Working with some of society's most vulnerable people for over 130 years

CRJ hosts panel of experts to discuss fairness in criminal justice

BOSTON – When Boston Police Commissioner William Evans joined the department in the early 1980s, the measure of a good cop was how many people an officer locked up in a year.

Since then, the department, like others around the country, has shifted focus, ditching quotas, hiring social workers, and doing community outreach to build trust as a means to make policing more efficient and fair, Evans said Tuesday, May 23, during a panel discussion organized by Community Resources for Justice.

“All I care about is that my officers are out there treating people fairly,” he said. “We’re not all about numbers anymore and getting these kids into the criminal justice system. It’s about getting them jobs. It’s about having eight social workers, like we do, in the stations.”

More than 50 guests attended CRJ’s community conversation, the latest in an occasional series of panel discussions on topics around criminal justice reform, at the offices of Choate, Hall & Stewart in Boston. The panel included Evans, Suffolk County District Attorney Dan Conley, and Dr. Bianca Bersani, an associate professor of sociology at the University of Massachusetts at Boston. Christine Cole, executive director of the Crime and Justice Institute at CRJ, moderated the discussion, which focused on the concept of procedural justice.

“Procedural justice is a somewhat fancy term for the very common sense idea that how we treat people matters,” Bersani said.

For the law enforcement, courts, and probation departments, that means applying rules consistently, making decisions impartially, allowing everyone to have a voice in the process, and being transparent. Studies have shown that when law enforcement and courts make concerted efforts to be open and fair, it increases legitimacy and trust in the criminal justice system even among people being arrested or sentenced, Bersani said.
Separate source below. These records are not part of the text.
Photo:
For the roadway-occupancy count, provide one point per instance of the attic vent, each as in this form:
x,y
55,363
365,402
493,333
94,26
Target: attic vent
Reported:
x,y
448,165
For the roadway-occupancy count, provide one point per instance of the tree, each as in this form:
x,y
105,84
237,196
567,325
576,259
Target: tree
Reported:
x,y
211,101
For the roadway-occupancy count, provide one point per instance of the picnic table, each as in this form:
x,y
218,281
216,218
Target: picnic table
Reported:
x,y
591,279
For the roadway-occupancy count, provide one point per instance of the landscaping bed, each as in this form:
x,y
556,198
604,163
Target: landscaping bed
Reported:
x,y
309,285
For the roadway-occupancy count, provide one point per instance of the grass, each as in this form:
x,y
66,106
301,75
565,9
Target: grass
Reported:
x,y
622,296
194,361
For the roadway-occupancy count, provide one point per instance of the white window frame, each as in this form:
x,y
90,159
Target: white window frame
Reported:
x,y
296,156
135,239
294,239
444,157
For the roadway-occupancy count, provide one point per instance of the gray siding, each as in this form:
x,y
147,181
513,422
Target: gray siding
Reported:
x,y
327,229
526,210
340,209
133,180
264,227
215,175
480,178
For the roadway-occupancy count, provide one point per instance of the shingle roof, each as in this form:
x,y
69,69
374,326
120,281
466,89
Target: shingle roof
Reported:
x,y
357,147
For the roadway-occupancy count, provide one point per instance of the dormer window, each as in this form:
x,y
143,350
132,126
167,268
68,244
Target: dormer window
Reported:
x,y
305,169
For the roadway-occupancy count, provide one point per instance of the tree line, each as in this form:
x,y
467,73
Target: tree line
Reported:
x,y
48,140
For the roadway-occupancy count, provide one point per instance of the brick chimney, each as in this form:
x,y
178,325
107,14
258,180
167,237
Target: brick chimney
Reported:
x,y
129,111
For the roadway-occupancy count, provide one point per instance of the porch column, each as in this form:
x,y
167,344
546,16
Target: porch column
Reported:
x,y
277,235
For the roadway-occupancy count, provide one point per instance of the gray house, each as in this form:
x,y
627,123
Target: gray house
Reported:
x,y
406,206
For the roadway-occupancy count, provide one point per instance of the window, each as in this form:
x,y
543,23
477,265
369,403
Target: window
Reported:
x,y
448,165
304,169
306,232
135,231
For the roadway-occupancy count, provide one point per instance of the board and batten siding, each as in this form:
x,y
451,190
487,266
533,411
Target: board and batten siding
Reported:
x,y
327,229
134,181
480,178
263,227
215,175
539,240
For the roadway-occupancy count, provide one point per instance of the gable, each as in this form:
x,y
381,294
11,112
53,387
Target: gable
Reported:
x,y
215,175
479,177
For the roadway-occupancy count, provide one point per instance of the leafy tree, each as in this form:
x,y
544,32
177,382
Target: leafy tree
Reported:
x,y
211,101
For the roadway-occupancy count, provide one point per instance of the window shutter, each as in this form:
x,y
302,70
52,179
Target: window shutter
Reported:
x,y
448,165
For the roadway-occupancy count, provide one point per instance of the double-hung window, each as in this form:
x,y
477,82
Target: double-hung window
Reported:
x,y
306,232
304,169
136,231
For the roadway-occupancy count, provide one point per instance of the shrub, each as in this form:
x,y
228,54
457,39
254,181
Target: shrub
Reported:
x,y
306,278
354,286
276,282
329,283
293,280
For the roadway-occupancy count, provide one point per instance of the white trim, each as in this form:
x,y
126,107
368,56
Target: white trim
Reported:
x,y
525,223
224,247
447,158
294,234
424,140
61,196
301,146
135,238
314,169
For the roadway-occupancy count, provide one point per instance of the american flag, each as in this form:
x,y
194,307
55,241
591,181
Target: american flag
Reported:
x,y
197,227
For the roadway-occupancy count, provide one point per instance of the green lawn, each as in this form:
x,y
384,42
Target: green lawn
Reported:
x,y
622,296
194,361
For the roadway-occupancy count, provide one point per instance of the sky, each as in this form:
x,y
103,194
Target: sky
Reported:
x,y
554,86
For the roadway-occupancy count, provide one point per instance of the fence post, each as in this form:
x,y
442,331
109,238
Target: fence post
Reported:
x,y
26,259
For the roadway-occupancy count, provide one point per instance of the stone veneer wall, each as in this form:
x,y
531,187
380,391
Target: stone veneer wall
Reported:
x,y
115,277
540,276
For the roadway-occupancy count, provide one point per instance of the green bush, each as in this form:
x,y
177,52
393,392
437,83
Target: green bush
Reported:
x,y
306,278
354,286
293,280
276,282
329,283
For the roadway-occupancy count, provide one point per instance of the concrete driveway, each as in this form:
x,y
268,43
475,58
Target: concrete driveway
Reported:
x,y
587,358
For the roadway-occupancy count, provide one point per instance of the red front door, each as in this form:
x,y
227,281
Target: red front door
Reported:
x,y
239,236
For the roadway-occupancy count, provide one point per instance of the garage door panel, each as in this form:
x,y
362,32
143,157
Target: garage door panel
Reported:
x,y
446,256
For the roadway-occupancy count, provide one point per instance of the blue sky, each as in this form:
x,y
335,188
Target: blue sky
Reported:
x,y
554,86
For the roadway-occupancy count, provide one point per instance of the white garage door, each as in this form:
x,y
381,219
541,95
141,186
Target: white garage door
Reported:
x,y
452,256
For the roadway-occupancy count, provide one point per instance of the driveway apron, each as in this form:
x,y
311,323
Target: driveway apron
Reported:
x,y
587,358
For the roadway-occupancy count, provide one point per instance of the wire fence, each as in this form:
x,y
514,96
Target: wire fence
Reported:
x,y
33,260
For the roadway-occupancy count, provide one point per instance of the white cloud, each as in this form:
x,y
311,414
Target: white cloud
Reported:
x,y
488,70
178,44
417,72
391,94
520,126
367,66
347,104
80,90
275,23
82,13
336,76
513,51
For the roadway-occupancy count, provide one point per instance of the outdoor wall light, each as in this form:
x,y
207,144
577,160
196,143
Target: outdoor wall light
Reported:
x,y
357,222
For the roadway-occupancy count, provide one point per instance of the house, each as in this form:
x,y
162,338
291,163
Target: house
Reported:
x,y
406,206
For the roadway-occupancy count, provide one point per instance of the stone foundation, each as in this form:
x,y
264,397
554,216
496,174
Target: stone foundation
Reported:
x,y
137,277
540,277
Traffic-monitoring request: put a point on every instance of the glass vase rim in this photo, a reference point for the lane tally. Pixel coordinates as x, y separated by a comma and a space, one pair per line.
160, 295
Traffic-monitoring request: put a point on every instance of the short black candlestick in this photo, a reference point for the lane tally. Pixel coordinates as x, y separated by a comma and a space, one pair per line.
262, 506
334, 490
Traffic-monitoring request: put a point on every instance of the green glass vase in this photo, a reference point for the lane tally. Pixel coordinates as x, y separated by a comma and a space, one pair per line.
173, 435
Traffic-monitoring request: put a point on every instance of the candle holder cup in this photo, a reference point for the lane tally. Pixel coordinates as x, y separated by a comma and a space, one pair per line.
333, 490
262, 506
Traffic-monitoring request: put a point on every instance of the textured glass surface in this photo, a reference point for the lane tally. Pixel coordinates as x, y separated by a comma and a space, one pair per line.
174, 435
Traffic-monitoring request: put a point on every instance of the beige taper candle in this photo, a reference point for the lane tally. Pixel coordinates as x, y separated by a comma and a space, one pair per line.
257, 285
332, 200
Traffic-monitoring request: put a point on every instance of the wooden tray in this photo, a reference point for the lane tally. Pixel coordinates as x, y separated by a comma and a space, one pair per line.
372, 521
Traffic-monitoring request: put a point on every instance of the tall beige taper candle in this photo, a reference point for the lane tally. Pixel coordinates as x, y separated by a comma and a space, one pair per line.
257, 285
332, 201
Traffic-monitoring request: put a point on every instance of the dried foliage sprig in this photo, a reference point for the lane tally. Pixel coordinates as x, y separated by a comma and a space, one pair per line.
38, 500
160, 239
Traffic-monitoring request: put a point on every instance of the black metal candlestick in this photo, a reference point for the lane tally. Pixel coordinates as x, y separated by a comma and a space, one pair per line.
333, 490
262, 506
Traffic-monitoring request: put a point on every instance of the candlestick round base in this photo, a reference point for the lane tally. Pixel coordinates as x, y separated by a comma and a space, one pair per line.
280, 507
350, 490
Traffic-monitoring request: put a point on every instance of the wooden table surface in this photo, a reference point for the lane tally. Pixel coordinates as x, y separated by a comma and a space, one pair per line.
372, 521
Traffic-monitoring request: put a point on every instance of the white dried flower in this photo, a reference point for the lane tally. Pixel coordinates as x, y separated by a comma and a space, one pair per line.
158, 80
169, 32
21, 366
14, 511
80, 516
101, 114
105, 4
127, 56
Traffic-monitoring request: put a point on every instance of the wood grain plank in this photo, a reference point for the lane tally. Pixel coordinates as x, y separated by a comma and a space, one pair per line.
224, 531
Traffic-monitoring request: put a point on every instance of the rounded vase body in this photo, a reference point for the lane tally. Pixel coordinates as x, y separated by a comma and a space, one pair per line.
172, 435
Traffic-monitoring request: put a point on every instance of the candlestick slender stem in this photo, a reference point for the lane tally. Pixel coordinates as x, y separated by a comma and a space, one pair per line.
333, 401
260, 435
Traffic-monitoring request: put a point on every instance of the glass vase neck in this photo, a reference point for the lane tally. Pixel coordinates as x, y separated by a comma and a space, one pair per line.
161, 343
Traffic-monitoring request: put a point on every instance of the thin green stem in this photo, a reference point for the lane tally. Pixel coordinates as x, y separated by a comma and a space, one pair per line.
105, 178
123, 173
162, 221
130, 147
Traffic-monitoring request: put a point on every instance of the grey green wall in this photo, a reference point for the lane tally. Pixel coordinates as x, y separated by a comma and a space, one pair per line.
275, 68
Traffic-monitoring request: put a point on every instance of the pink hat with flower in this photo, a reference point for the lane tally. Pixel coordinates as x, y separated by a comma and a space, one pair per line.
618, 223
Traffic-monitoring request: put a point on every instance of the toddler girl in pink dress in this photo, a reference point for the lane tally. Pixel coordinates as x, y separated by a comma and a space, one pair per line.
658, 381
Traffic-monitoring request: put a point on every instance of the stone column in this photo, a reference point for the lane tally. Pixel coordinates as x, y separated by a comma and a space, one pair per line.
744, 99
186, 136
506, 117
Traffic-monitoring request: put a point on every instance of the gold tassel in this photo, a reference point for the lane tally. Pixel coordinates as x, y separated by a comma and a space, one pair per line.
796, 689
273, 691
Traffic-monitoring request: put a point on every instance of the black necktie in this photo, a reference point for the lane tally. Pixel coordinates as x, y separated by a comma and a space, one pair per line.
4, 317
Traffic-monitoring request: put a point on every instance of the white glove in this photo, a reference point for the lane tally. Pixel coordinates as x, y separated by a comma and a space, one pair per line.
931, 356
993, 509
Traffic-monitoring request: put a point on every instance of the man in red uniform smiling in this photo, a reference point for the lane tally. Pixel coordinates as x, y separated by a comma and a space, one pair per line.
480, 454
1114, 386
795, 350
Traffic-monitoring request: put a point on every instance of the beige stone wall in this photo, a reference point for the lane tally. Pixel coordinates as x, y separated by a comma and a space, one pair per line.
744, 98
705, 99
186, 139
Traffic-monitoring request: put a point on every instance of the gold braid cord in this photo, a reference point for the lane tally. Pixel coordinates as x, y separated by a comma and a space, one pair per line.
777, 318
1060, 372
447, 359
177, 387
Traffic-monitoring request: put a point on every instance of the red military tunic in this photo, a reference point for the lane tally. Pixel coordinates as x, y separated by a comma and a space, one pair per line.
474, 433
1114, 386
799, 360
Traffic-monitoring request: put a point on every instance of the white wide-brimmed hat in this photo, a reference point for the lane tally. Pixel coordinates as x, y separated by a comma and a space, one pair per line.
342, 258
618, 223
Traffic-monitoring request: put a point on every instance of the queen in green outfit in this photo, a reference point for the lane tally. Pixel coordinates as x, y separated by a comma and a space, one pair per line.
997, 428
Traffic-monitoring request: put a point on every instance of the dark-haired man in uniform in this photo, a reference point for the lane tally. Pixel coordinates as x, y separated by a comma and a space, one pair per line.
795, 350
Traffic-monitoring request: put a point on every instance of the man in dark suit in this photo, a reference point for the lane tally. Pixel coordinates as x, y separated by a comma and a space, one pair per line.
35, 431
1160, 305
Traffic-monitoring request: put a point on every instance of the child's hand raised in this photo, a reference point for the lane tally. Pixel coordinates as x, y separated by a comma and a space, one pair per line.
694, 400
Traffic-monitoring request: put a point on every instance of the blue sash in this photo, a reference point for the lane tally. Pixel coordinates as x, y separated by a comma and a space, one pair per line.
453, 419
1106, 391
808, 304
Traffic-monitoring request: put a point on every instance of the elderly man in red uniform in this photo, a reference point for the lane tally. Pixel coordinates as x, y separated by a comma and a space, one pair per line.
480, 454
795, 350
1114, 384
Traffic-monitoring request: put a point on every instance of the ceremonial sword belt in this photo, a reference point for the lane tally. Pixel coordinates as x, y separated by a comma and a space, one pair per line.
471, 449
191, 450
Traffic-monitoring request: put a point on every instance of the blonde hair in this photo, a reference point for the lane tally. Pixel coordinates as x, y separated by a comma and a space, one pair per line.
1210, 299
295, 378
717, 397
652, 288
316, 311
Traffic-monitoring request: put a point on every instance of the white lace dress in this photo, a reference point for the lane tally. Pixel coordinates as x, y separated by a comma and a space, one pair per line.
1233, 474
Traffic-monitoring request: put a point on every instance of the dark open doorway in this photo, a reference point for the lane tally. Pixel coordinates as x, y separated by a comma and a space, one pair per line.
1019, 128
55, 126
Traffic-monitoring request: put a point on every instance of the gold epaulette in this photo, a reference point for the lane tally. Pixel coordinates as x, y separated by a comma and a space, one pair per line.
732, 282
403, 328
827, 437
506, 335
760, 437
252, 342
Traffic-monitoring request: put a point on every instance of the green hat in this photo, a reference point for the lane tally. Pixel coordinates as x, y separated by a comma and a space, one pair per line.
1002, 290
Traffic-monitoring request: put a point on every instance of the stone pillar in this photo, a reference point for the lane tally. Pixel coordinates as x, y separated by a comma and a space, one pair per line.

With more community trust in a police department, people are more likely to report crimes and help officers identify suspects, Bersani added.

Like the police department, Conley said his office has embraced procedural justice and does not track prosecutors’ conviction rates.

“Our job is to achieve justice and to be known for our fundamental fairness and integrity,” he said.

Evans said peace walks in city neighborhoods, having school resource officers assigned to elementary schools, and community events like handing out ice cream to children have all helped build up the police department’s reputation.

Sarah Flint, a founding member of Mothers for Justice and Equality, was in the crowd for Tuesday’s event. Flint, whose teenage son was murdered in Boston, commended the police department and the district attorney’s office for community outreach efforts.

Scott Harshbarger, chairman of CRJ’s board of directors, said Massachusetts is ahead of other states on procedural justice reforms.

“We need to make sure we’re leading the country in achieving reforms that make a huge difference in the quality of people’s lives,” he said. “We need to be tough, and we need to be fair.”